Manca meno di un mese al primo dibattito per le primarie democratiche, un kolossal in due puntate previsto a Miami il 26 e 27 giugno. Una serata televisiva non sarebbe bastata ad accomodare i venti e più candidati attualmente in campo per la corsa alla nomination presidenziale da cui emergerà l’uomo, o la donna, che avrà il compito di riprendersi la Casa bianca da Donald Trump, nel novembre 2020. A partire dal terzo dibattito, previsto per settembre – secondo una recente, già criticata, iniziativa del partito – il campo democratico si limiterà ai candidati le cui campagne possono vantare oltre 130 mila contribuenti. La previsione è che il tetto potrebbe squalificare un terzo dei concorrenti.
In attesa di iniziare a duellare tra loro in prime time (non si sa ancora in quale assortimento, in ognuna delle due serate) i democratici stanno duellando per emergere nel quotidiano tritatutto mediatico che l’arrivo in scena di Trump ha accelerato e intensificato enormemente.

È DIFFICILE «bucare» tra la folla di aspiranti alla nomination; per non parlare di competere con la cascata di tweet presidenziali, i rally Maga e i continui espedienti comunicativi del presidente in carica.
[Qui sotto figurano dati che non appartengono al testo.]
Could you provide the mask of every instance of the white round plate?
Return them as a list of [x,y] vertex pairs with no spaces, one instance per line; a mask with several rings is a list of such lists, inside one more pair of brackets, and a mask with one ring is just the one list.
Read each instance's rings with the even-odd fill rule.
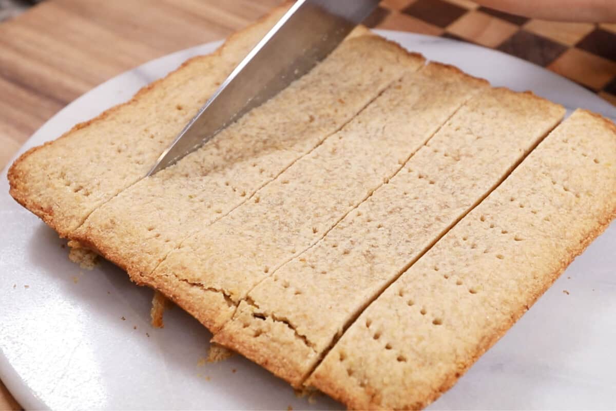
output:
[[[616,118],[596,96],[547,70],[472,44],[380,31],[431,60],[493,84],[531,89],[572,109]],[[126,100],[187,58],[219,43],[170,54],[127,71],[61,110],[22,148],[54,139]],[[0,176],[0,378],[26,409],[338,409],[315,404],[236,356],[203,364],[210,335],[175,308],[150,325],[152,291],[104,262],[84,271],[65,242],[8,194]],[[616,407],[616,224],[577,258],[535,306],[432,409]],[[564,293],[567,290],[569,295]]]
C’è chi, come Elizabeth Warren, cerca di farlo accumulando uno dopo l’altra apparizioni e press release che annunciano, in dovizia di dettaglio, le iniziative politiche che l’instancabile senatore del Massachusetts intraprenderebbe una volta entrata alla Casa bianca – pare che la strategia «secchiona» stia funzionando, specialmente sull’elettorato più a sinistra, che ne apprezza il focus pragmatico, e tra i cui ranghi Warren starebbe rimontando su Bernie Sanders. Grazie al suo tasso di riconoscibilità più alta l’ex vice presidente Joe Biden -aka lo zio Joe- puo permettersi di non agitarsi più di tanto; anzi la sua campagna sembra quasi rivendicare un folklore pre-social media -la sua apparizione più importante, non a caso, è stata non su Tg via cavo, ma su un talk show tradizionale, di tarda mattina, come The View.

PER GLI ALTRI candidati, la guerra del momento è quella per la visibilità nei media, la costruzione di un personaggio. Running with Beto, su Hbo, un documentario sulla campagna senatoriale di Beto O’Rourke, celebra la dimestichezza con Facebook del candidato texano e ci mostra per immagini la sua popolarità sui social. I fan possono seguire «Beto» anche dal dentista. «Dobbiamo essere sicuri di cambiare canale dal programma creato dal presidente», ha detto Pete Buttigieg – aka il sindaco Pete – riflettendo la consapevolezza che il linguaggio stesso delle presidenziali del 2020 si modella su quello dei media. Buttigieg ha rilasciato la dichiarazione di sopra durante un forum su Fox News. Lui, come Bernie Sanders, e come la senatrice del Minnesota Amy Kolobuchar – che sta cercando di scrollarsi di dosso una reputazione da dominatrix, dopo un articolo del «New York Times» che descriveva le angherie cui sottopone il suo staff- sono apparsi a caccia di voti in talk show o town hall sul canale preferito di Trump. Un anatema per altri democratici. Warren, per esempio, ha rifiutato la stessa offerta (definendo Fox News «un raket che vende odio per profitto») preferendo video virali con Alexandra Ocasio-Cortes in cui si discute di Game of Thrones o della, bancarotta di Sears. La più neutra delle reti all news, CNN prevede town halls per tutti. Ma è altrettanto facile trovare la senatrice californiana Kamala Harris sul talk show notturno di Steven Colbert, dove quella di New York, Kirsten Gillibrand, ha annunciato la sua candidatura. Ventitrè candidati a tutte le ore su tutti i canali, che si sgomitano a vicenda per air time. Sarà un’estate lunghissima.